Please. If you can’t say it with words only, you didn’t work hard enough. But you’re almost there. It’s worth it, I promise.

Great. Now you reduced your speech to just a few minutes, reduce it even further. Like, now, you only have a minute. Or, even 30 seconds. Yes, I’m serious. The 3 minutes speech was just a step. An important one, though, because it helped you focus on the most important parts of your presentation. And if I told you in the first place to reduce it down to less than a minute, you would have shrugged, said “that’s impossible, this guy is crazy”, and wouldn’t have done it. Now, you know it’s possible.

Elevator pitch: a timewatch
You better have a clear idea of your key message. Those 30 seconds are going to run real fast.

“Oh, OK, so, I have a 30 seconds presentation ready, am I done yet?”

Maybe, maybe not. I put the focus on time, but it’s not enough. Remember you are trying to sell something. You’re trying to sell yourself, your work, maybe your passion. Don’t be too dry and factual. Show your enthusiasm. And if your topic is boring, just show why it’s important for the company or the person you’re working for.

That’s your key message. That’s the thing you want people to remember when they’re gone. That’s what they’re going to say their spouse in the evening: “hey, I saw a very intersting talk at work today, there’s that guy/that woman, who is working on yada yada and yada yada”. That’s so important. We will talk about key messages in other blog posts. But, for now on, you can use your key message as an elevator speech.
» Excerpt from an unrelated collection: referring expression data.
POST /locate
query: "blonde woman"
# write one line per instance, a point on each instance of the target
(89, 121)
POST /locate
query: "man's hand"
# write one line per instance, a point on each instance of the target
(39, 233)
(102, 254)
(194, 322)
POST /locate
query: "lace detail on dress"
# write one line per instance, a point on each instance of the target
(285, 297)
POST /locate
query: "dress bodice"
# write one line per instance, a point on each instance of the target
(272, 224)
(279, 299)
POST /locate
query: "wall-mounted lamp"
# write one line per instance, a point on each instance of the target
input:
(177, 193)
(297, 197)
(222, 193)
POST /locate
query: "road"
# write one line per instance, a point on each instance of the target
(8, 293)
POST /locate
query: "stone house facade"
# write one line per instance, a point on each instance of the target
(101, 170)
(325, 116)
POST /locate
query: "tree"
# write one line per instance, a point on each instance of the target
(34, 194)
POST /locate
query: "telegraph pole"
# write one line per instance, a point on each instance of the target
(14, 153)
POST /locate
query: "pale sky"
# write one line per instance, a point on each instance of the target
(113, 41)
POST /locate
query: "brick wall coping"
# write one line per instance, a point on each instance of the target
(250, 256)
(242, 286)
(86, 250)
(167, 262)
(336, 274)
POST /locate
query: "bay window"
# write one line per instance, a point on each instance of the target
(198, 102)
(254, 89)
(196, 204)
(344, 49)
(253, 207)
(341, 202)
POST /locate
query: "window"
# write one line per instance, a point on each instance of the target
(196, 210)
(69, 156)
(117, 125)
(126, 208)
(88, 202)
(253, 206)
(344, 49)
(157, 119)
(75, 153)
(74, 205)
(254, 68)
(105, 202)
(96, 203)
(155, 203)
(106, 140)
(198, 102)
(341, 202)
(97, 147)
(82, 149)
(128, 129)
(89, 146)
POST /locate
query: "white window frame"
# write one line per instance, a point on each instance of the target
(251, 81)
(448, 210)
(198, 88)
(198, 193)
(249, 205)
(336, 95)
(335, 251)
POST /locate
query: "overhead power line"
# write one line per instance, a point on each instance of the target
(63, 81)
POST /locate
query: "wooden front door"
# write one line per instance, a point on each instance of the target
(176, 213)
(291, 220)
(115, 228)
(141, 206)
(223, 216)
Now, there’s a slight difference between your key message and your elevator speech: in your elevator speech, you may want to keep some mystery, so as to hook your conversation partner. Don’t show all your cards, just tell him enough to stimulate his curiosity.

“So, Fabien, What are you presenting today?”

“Well, I’m talking about introverts, about how they can make great public speakers despite what common wisdom says, and how mastering elevator speeches is such a game changer. I think it’s important to be able to deliver a speech in as little time as possible. I even explain how to do it.”

“Oh, sounds interesting, maybe I’ll be there for your speech then.”